I think everybody remember his first surfing experience on the World Wide Web,; we just knew that it was an incredible innovation for the IT industry. Having this vast ocean of knowledge at our fingertips was transformation. Times change very quickly, though, and now the Internet is truly just another part of everyday life that many of the folks take for granted. We open our favourite browser and visit a search engine, and — in a matter of seconds — we are learning something new
If we just take a step back and ponder the immensity of the web and, more specifically, how exactly an entity such as Google stores all those references and web pages for our use? If the picture in our mind includes the concept of a database, we are right, but what kind of database? Every database administrator has thought about limits at one time or another. Storing gigabytes (GB), or even terabytes (TB) of data using our database of choice is common, but we may be faced with petabytes (PB) of data as Google was when it sought to index the web. The company’s strategy was to use BigTable — Google researchers even published an important paper outlining their vision of BigTable in 2006.

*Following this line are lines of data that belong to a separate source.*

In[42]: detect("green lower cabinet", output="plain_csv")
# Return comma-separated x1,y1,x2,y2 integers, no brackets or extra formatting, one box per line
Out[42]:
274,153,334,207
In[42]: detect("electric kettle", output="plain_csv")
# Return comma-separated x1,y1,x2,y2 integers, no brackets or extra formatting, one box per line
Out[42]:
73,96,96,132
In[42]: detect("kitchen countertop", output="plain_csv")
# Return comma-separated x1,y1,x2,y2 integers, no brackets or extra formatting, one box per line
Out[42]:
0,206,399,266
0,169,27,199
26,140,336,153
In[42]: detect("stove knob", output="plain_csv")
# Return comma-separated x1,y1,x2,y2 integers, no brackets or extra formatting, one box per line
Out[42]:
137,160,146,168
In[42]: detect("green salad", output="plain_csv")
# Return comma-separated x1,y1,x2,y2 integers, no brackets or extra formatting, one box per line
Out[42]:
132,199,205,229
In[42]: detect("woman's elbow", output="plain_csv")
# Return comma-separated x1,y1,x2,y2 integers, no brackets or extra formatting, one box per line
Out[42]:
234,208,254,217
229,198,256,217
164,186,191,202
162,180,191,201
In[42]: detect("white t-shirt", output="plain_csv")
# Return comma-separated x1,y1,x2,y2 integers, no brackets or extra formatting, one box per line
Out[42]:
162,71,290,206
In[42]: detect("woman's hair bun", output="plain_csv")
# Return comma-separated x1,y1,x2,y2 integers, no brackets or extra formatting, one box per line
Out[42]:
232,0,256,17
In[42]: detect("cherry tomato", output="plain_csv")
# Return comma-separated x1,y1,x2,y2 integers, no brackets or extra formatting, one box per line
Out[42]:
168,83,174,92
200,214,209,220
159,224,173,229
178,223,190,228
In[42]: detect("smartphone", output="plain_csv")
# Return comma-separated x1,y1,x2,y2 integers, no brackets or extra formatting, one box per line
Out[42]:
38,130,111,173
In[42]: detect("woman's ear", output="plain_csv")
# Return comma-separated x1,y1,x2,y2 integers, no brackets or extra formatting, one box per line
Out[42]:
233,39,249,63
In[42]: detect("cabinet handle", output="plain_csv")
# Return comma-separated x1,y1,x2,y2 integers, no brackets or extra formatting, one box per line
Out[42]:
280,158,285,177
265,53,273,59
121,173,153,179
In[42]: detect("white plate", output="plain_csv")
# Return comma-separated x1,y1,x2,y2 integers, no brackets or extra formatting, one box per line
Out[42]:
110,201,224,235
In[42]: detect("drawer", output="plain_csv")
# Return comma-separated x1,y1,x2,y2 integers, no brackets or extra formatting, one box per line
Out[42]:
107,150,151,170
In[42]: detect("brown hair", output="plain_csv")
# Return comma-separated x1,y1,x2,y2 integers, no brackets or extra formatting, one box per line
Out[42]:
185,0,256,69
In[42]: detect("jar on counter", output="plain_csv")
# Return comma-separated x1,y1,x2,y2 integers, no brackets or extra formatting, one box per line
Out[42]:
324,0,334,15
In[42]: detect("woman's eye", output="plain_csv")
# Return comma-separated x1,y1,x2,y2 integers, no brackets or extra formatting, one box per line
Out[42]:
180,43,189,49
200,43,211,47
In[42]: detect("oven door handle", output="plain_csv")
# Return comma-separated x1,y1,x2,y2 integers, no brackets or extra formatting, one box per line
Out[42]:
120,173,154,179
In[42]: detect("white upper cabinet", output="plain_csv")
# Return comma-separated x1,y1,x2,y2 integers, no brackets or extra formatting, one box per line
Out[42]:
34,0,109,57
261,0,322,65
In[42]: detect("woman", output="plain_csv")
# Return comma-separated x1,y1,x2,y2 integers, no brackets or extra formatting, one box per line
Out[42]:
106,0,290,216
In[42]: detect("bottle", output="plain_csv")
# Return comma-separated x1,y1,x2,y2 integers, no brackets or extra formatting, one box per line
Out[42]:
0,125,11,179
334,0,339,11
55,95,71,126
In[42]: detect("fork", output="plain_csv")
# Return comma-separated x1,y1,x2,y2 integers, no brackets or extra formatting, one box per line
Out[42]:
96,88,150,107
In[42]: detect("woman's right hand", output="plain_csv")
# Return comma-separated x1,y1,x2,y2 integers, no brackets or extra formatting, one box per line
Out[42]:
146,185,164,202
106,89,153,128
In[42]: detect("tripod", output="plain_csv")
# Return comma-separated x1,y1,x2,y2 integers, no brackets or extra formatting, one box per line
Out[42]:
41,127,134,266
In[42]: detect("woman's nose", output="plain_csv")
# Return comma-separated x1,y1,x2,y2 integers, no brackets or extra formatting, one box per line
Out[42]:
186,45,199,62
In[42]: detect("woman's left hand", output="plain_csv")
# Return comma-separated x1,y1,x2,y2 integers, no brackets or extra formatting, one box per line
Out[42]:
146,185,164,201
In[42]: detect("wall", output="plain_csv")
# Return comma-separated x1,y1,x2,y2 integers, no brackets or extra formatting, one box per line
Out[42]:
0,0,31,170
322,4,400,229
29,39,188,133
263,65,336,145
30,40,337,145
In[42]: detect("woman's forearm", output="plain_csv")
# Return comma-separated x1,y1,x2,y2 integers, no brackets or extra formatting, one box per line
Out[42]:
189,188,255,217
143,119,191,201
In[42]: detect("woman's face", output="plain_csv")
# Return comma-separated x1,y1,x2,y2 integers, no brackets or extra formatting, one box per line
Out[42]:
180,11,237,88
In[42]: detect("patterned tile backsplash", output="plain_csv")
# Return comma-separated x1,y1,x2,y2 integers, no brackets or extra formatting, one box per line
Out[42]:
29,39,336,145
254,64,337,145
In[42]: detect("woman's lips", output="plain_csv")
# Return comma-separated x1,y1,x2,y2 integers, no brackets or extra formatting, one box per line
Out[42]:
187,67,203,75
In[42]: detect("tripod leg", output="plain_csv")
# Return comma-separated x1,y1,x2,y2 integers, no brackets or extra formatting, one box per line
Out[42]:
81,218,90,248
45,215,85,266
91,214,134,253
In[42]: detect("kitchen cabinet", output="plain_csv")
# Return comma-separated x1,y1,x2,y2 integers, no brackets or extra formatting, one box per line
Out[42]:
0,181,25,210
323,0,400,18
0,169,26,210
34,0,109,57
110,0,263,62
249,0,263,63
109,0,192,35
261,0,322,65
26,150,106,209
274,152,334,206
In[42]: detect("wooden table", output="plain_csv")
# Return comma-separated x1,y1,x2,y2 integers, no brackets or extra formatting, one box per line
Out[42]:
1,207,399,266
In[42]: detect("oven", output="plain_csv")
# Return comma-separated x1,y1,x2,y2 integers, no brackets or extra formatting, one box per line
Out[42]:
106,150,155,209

We may wonder what all this has to do with the history of HBase. Well, HBase is an implementation of Google’s BigTable distributed data storage system (DDSS, for short). After Google’s release of the BigTable paper, Powerset, a company focused on building a natural language processing (NLP) search engine for the Internet, became interested in creating its own implementation of BigTable. So when the University of Michigan’s Mike Cafarella made his first code drop of HBase to the Apache Open Source community in early 2007, Powerset engineers decided to carry the work forward. By 2008 HBase had become a sub-project of Hadoop and in 2010 HBase became an Apache top-level project. HBase, which has an affinity to Hadoop, is referred to as “the Hadoop database” on its Apache web page.

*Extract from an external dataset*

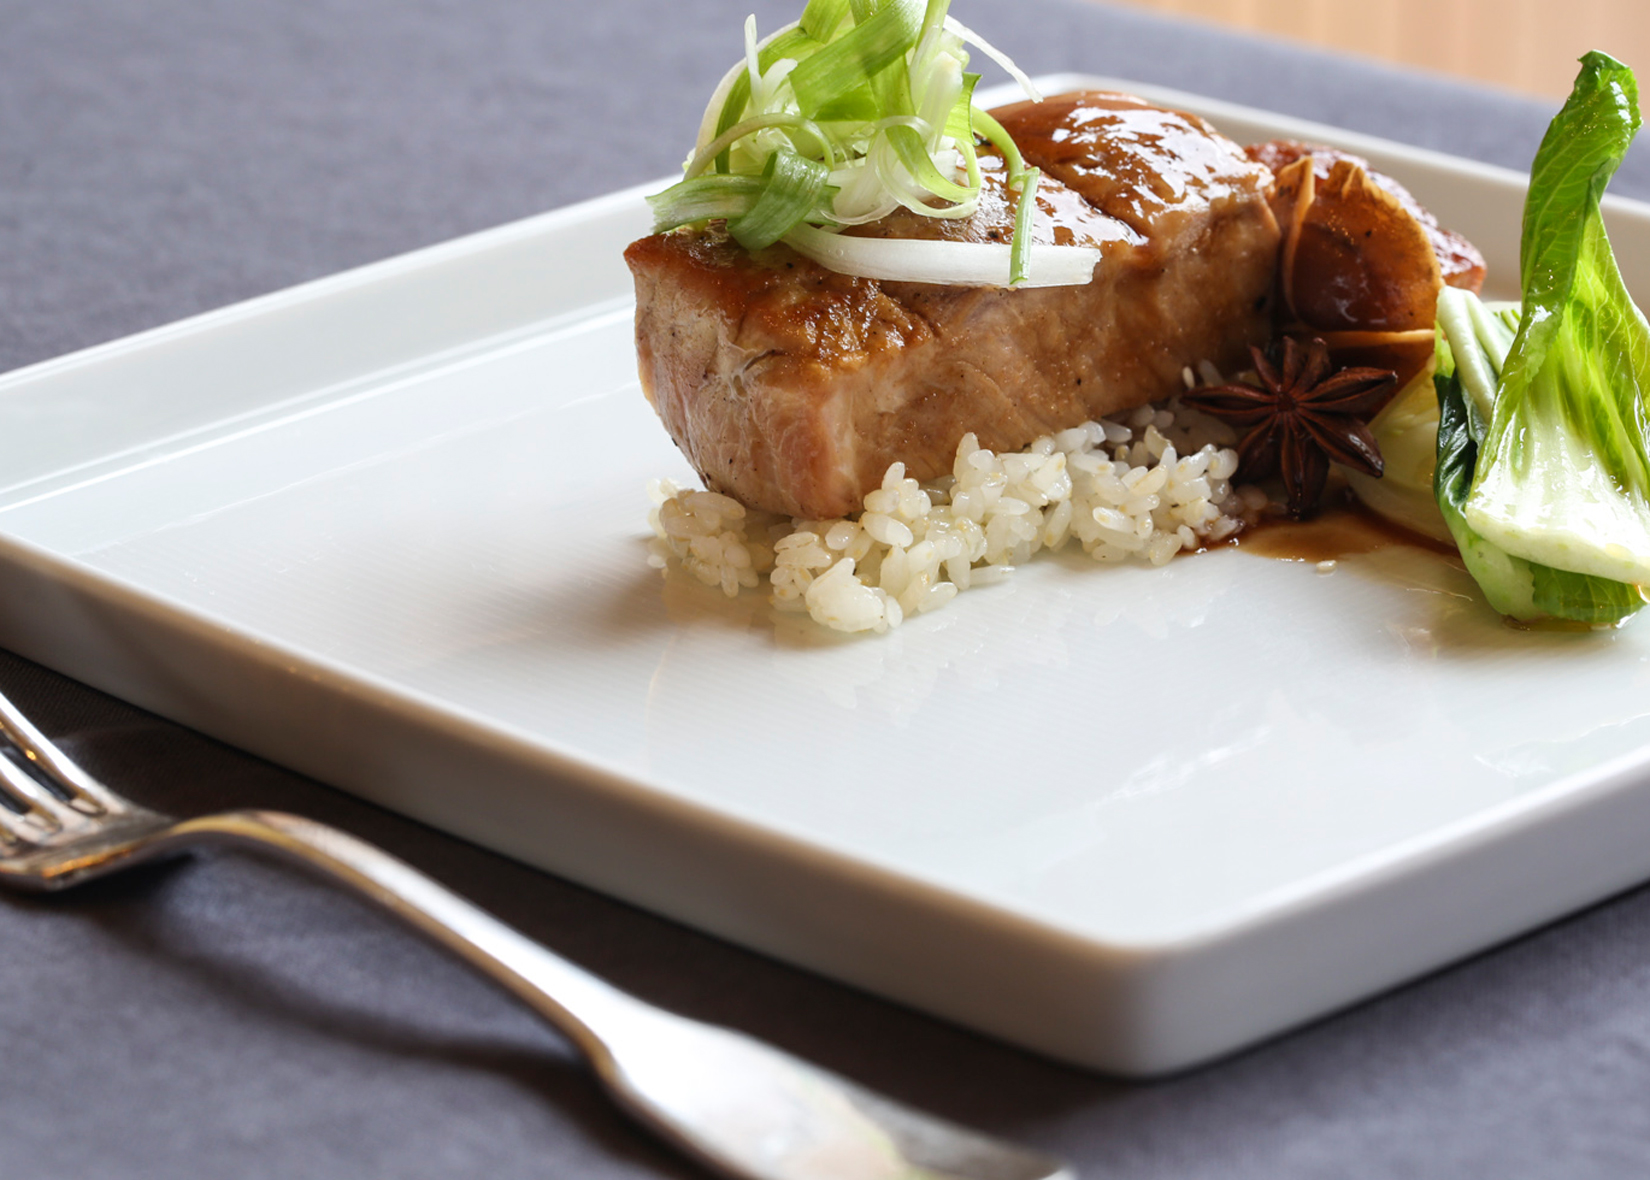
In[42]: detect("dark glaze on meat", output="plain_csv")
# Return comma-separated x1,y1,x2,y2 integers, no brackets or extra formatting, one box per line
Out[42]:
625,91,1281,519
993,92,1274,242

HBase is a Java implementation of Google’s BigTable. Google defines BigTable as a “sparse, distributed, persistent multidimensional sorted map.” HBase data stores consist of one or more tables, which are indexed by row keys. Data is stored in rows with columns, and rows can have multiple versions. Columns are grouped into column families, which must be defined up front during table creation. Column families are stored together on disk, which is why HBase is referred.